District Court of Appeal of Florida, Second District.
David A. Demers of the Law Offices of Robert W. Pope, St. Petersburg, for appellant.
Robert L. Shevin, Atty. Gen., Tallahassee, and Richard C. Booth, Asst. Atty. Gen., Tampa, for appellee.
MANN, Judge (Ret.).
Hamilton was convicted of forging a credit card charge slip on the identification of the sales clerk under circumstances which present a question not of credibility, as the state contends, but of constitutional law. About a week after the sale was made it was discovered that the charge slip was forged and the sales clerk was shown photographs of five men from which she selected that of the appellant. Four days later she expressed some doubt and asked to see the photographs again. On the second *657 occasion she narrowed the possible suspects down to two and advised the officer that those two were very much alike. Asked to select one of the two, she selected the picture of another person. The officer then indicated his opinion that she had selected the right photograph on the first occasion and suggested that she try again. The court denied a motion to suppress stating:
"The Court is of the opinion that the proof proffered on behalf of the motion to suppress evidence is insufficient to meet the test required for the suppression of in-court identification, in that the procedure followed at the first examination, the photographs were in no way impermissibly suggestive or in any way suggested to taint the record, while the procedure followed in the second photographic identification may be reprehensible and would have been impermissibly suggestive if it had occurred uncontradictedly at the first identification. Make that `might have been' rather than `would have been.'"

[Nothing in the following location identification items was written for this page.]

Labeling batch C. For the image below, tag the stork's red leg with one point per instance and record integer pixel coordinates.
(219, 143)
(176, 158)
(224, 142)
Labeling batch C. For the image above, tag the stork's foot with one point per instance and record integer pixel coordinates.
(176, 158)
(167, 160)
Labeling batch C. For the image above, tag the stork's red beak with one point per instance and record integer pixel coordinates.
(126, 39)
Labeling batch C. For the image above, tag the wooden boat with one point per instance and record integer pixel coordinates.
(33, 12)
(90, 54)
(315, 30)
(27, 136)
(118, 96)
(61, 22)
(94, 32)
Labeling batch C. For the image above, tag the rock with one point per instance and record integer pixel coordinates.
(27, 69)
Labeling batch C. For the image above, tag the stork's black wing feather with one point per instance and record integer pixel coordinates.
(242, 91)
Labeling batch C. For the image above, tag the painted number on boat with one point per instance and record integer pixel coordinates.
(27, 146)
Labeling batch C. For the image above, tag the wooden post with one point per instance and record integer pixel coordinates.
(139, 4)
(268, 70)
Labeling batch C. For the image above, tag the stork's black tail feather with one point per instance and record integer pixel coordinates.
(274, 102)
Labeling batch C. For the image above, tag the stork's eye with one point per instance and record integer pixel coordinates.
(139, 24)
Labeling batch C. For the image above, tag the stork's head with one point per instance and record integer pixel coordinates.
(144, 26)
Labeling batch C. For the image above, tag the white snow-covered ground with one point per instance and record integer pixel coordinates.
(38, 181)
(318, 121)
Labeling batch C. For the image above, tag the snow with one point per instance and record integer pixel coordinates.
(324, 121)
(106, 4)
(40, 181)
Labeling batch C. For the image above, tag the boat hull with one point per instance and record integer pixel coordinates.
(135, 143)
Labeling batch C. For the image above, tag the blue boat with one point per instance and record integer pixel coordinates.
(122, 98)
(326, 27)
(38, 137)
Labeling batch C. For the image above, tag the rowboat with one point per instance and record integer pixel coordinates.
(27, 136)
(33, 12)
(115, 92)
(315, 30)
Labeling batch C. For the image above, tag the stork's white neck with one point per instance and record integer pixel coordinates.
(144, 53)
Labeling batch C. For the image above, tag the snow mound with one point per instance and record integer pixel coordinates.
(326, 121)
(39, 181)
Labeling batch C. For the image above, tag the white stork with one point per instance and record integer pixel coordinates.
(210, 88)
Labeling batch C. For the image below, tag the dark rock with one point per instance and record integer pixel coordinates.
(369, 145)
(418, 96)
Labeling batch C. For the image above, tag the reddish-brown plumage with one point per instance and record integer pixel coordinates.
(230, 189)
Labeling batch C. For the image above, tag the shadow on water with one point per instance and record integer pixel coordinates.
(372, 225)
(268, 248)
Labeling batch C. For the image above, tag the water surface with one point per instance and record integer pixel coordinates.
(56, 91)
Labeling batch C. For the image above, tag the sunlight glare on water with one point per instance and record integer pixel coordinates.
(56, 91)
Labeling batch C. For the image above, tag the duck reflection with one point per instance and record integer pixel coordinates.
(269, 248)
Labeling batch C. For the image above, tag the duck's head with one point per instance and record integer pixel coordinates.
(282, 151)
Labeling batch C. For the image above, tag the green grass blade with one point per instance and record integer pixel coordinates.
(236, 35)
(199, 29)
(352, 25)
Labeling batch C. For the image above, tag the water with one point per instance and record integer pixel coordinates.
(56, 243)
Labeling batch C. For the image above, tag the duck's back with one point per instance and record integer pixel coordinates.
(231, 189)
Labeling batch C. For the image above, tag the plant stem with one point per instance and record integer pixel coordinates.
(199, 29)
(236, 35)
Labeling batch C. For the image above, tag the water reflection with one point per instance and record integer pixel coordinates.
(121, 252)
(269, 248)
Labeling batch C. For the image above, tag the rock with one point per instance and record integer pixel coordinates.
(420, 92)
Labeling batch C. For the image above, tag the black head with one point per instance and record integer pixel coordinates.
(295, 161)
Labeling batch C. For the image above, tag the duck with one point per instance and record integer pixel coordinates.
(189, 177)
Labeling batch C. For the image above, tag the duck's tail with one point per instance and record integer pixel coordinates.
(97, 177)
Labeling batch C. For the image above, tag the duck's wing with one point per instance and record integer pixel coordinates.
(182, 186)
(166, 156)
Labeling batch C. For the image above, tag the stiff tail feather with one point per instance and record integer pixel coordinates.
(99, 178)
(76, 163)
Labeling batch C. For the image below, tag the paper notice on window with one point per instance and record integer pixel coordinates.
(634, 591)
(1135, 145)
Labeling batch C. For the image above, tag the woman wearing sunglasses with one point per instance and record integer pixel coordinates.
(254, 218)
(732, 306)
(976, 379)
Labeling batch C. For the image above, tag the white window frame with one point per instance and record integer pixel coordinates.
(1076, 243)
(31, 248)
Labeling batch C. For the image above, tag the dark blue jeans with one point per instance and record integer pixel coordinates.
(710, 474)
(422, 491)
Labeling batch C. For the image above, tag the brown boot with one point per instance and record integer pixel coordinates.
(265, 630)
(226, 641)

We believe that the decisions of the Supreme Court of the United States require the suppression of this testimony unless and until the state has demonstrated that the in-court identification of the defendant rests upon an independent and untainted foundation.[1] The admitted conduct of the investigating officer was impermissibly suggestive. This much is conceded by all parties, but the fact that the witness unhesitatingly chose Hamilton's picture from the array on the first occasion persuaded the trial judge that what counts as evidence is the identification which takes place in the courtroom. In the absence of evidence of impropriety, this is, of course, true. The state is at liberty to adduce testimony that the defendant was the guilty party by seeking identification in court unless it is clear from the totality of the circumstances that impermissibly suggestive police procedures have tainted that identification. Upon such a showing the burden shifts to the state to qualify its witness. It is then at liberty to do so, but must first show that the in-court identification rests upon an independent foundation and is not merely the witness' recollection of the investigating officer's suggestion.[2] We cannot treat the error as harmless because this is not a case in which the identity of the defendant is otherwise established,[3] or in which the opportunity to know the identity of the suspect was so great and the identification so clear that police impropriety thereafter did not raise a question of deprivation of due process when all of the circumstances are considered.[4]
Reversed and remanded.
McNULTY, C.J., and BOARDMAN, J., concur.
[1] United States v. Wade, 1967, 388 U.S. 218, 87 S. Ct. 1926, 18 L. Ed. 2d 1149; Gilbert v. California, 1967, 388 U.S. 263, 87 S. Ct. 1951, 18 L. Ed. 2d 1178; Stovall v. Denno, 1967, 388 U.S. 293, 87 S. Ct. 1967, 18 L. Ed. 2d 1199.
[2] Foster v. Calif., 1969, 394 U.S. 440, 89 S. Ct. 1127, 22 L. Ed. 2d 402; Cribbs v. State, Fla.App.2d 1974, 297 So. 2d 335. See also Wall, Eyewitness Identification in Criminal Cases (1965).
[3] See Bryan v. State, Fla.App.2d 1974, 290 So. 2d 515.